Dans le sillage des bouleversements populistes de 2016 (élections de Trump et montée de Bernie Sanders ayant nécessité le trucage des primaires démocrates pour assurer la victoire de Hillary Clinton, ndlr), des membres du parti au pouvoir aux États-Unis (comprendre le parti démocrate et l’establishment républicain connu sous le nom de RINOs, Republicans in name only, républicains que de nom, ndlr) se sont emparés des outils de surveillance et de contrôle développés pour la guerre contre le terrorisme comme moyen de sy maintenir. Les armes numériques et informationnelles créées pour combattre Daech et Al-Qaïda ont été retournées contre les Américains qui entretenaient des opinions réputées incorrectes sur le président (Joe Biden en l’espèce, ndlr), l’efficacité des rappels de vaccins anti-covid, les pronoms de genre ou la guerre en Ukraine.

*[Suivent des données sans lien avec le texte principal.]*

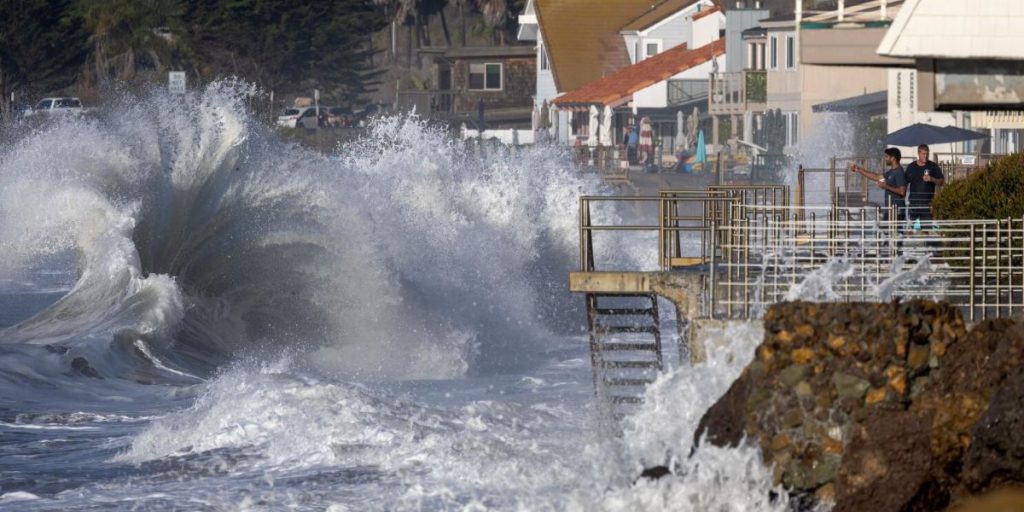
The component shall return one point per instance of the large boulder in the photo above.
(875, 406)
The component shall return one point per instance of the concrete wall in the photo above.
(820, 84)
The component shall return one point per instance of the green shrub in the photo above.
(993, 193)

L'ancien haut fonctionnaire du département d'État Mike Benz, qui dirige aujourd’hui l’ONG Foundation for Freedom Online, un chien de garde de la liberté d'expression en ligne, décrit comment la société Graphika, "un consortium de censure financé par le département américain de la Défense" créé pour lutter contre la propagande djihadiste, a été réutilisée pour censurer le débat politique en Amérique. La société, "initialement financée pour accomplir un travail efficace de contre-insurrection sur les réseaux sociaux dans les zones de conflit où est engagée l'armée américaine" a été "redéployée au niveau national à la fois à fins de censure Covid et de censure politique", a déclaré Benz. “Graphika a servi à surveiller les discours sur les réseaux sociaux au sujet de la Covid, de ses origines ainsi que de supposées théories du complot et tout autre sujet s’y rattachant”.
La lutte contre l'Etat islamique s'est transformée en lutte contre Trump et la "collusion russe", qui s'est elle-même transformée en lutte contre la désinformation. L'infrastructure technologique sous-jacente et l’idéologie de la classe dirigeante, qui revendique le droit de former le monde sur la base de sa religion de l'expertise, sont restées inchangées. L'art de la politique, qui appelait à de véritables négociations et compromis avec les partisans de Trump, a été abandonné au profit d'une spécieuse science de l'ingénierie sociale verticale visant à produire une société totalement administrée.
La classe dirigeante américaine a substitué la contre-insurrection à la politique comme moyen de traiter avec les citoyens.